Though Borges himself would agree that the Borges offered in Edwin Williamson’s biography is a fiction as well. Turn to the pages of The Circular Ruins and read how one human being discovers he is as much an illusion as any other human being. Read The Library of Babel where all “realities” and “illusions” stick on selves and everyone’s story is already written, and every whisky already distilled. Think on how a traitor and a hero share the same identity like two sides of the same coin in Theme of the Traitor and the Hero. Ponder how in Death and the Compass as in many Borges stories, the labyrinth (think of the subtle, inevitable curving of a nautilus shell) always brings us back to the same center, the same monster, the same death. Understand that The Sect of the Phoenix unites all, all mothers and fathers, all lovers, as sex has us make the two-backed beast–where are our special personalities in that moment of coitus? Consider how Borges takes Giambattista Vico’s statement in the New Science when he writes “Homer was an idea or heroic archetype of the Greeks who recounted their history in song,” and “Since the true Homer is lost in the multitude of the Greek peoples,” which then becomes Borges’ The Immortal where a narrator’s text found in a copy of Pope’s Illiad announces “I have been Homer; shortly, I shall be No One, like Ulysses; shortly, I shall be all men; I shall be dead.” Consider the maze-like nature of the sentences I’m writing. The many as the one, the one as the many, so deeply Platonic tells us something about whisky as well.

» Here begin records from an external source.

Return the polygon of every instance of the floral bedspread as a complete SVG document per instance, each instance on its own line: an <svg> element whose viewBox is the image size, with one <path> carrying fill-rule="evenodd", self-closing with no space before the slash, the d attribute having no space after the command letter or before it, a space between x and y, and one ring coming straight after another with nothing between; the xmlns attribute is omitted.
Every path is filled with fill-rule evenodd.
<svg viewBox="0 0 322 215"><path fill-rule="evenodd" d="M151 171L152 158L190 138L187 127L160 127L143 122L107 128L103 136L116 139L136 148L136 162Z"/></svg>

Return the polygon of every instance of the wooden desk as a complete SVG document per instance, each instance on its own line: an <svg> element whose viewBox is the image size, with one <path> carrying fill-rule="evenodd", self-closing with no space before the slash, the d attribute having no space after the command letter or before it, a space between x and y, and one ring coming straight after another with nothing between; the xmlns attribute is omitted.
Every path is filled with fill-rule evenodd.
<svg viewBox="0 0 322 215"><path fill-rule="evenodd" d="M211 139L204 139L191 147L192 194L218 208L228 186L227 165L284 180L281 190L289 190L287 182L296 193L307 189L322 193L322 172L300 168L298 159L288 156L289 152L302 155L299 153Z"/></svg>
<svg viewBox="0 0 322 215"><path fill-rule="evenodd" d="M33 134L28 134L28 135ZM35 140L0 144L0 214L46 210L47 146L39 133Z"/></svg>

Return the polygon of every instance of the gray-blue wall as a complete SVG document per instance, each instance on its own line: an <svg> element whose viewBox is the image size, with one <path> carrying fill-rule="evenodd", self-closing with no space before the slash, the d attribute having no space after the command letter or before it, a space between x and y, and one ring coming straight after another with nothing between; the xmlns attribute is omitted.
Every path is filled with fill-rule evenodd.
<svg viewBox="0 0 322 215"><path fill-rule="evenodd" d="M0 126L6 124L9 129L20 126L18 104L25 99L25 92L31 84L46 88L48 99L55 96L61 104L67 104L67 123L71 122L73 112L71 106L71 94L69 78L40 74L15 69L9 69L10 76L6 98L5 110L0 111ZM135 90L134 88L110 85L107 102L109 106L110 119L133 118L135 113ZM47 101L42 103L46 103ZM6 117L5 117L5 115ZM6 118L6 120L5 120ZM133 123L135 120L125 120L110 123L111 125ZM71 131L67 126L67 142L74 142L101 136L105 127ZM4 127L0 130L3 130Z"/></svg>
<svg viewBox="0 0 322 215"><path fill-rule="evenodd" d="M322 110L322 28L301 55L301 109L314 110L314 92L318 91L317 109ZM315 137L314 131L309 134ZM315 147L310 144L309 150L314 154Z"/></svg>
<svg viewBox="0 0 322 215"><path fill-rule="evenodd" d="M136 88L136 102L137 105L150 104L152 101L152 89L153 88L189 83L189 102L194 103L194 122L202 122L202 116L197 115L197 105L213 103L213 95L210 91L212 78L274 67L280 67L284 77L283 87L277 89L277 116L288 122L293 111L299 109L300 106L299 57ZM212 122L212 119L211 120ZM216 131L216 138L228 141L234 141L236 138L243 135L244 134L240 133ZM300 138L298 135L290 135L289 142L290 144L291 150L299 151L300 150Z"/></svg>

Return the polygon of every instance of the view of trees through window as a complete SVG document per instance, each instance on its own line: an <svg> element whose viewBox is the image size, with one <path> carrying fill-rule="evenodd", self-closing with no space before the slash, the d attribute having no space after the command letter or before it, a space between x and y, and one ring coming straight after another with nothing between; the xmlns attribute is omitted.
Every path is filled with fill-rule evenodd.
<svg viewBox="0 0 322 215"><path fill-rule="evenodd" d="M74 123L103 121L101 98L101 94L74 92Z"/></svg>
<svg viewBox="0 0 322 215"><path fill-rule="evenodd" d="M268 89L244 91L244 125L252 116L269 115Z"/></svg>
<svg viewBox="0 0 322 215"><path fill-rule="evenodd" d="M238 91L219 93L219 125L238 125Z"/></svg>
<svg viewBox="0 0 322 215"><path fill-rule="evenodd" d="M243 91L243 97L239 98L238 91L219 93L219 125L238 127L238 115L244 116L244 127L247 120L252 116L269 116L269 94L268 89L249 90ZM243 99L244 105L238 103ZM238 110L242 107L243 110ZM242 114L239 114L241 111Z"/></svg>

All whiskey begins with grain–barley, corn, rye or wheat. In the case of Woodford Reserve barley, corn and rye comprise their recipe for whiskey. This video helps my wandering through the many and one world of whiskey by pointing out that all whiskeys have “water and grain, they are all fermented, distilled then matured.” Let’s consider some of my favorite single malt whiskys.
Glenlivet and Balvenie come to us from Speyside, Highland Park from the Orkney Islands, and Laphroaig, of course, from Islay. A range of tastes not to be confused–the heather and honey of Speyside gives way to the particular peat of Orkey, which stands a bit back from the peat and sea-water spray of Islay. Yet, all go through the same turning. First, barley soaks in water for days, then travels to a malting floor where it spreads out and germinates. Rakes comb the barley and then when sprouts begin to show all that good growing grain journeys to the smoking room where burning earth dries out the barley and stops the germinating. Next we turn and crush the barley in a mill, creating a grist which then mixes with water in a mash tun. The resulting sugary water, known as wort, transfers to a wash back (wood or steel), where yeast then drops into the mix. So begins the fermentation. Yeast hungers for sugar and in so doing transforms C12H22O11 into alcohol. The resulting wash then moves to a pot still where the mystical alchemy begins, the distillation process where beer becomes whiskey. The wash heats to 170 degrees Farenheit vaporizing the liquid which travels up through the neck of the still and then down into a condenser immersed in cool water. Liquid to vapor, and then vapor back into liquid. Another distillation in a second pot still produces a spirit around 70% alcohol by volume (abv)–this from the wash which is between 8 and 10% abv. Then, of course, it’s time for maturing in oak. The good people at Compound Interest spell it all out in their post entitled The Chemistry of Whisky.
Much like journeying through a labyrinth (the above design resides in Cornwall), barley and water wind back and forth and then rest for years in barrels waiting for daylight and a nose and mouth. Think of the elaborate schemes in Borges’ The Garden of Forking Paths or Death and the Compass. To reveal a secret artillery park a man must be murdered, but not without first revealing a labyrinth winding through time linking murderer and victim in ever-shifting identities or revenge is found through the secret name for God and the aesthetic predelicitons of a detective. Often in Borges’ short stories, the main character (often Borges) discovers a moment of quiet echoing through time just before he dies, he’s forgotten, or his reality disappears in flames. So does the spirit slowly absorb charred American White Oak or European oak once housing sherry, port, rum or wine. Of course, don’t forget the air around these casks and all that is brought on winds the barrels breathe in and out; which brings me, to Astor Piazzolla and his Finale for the Rough Dancer and the Cyclical Night–a tango perfect for the night, whiskey and contemplating labyrinths. Salud!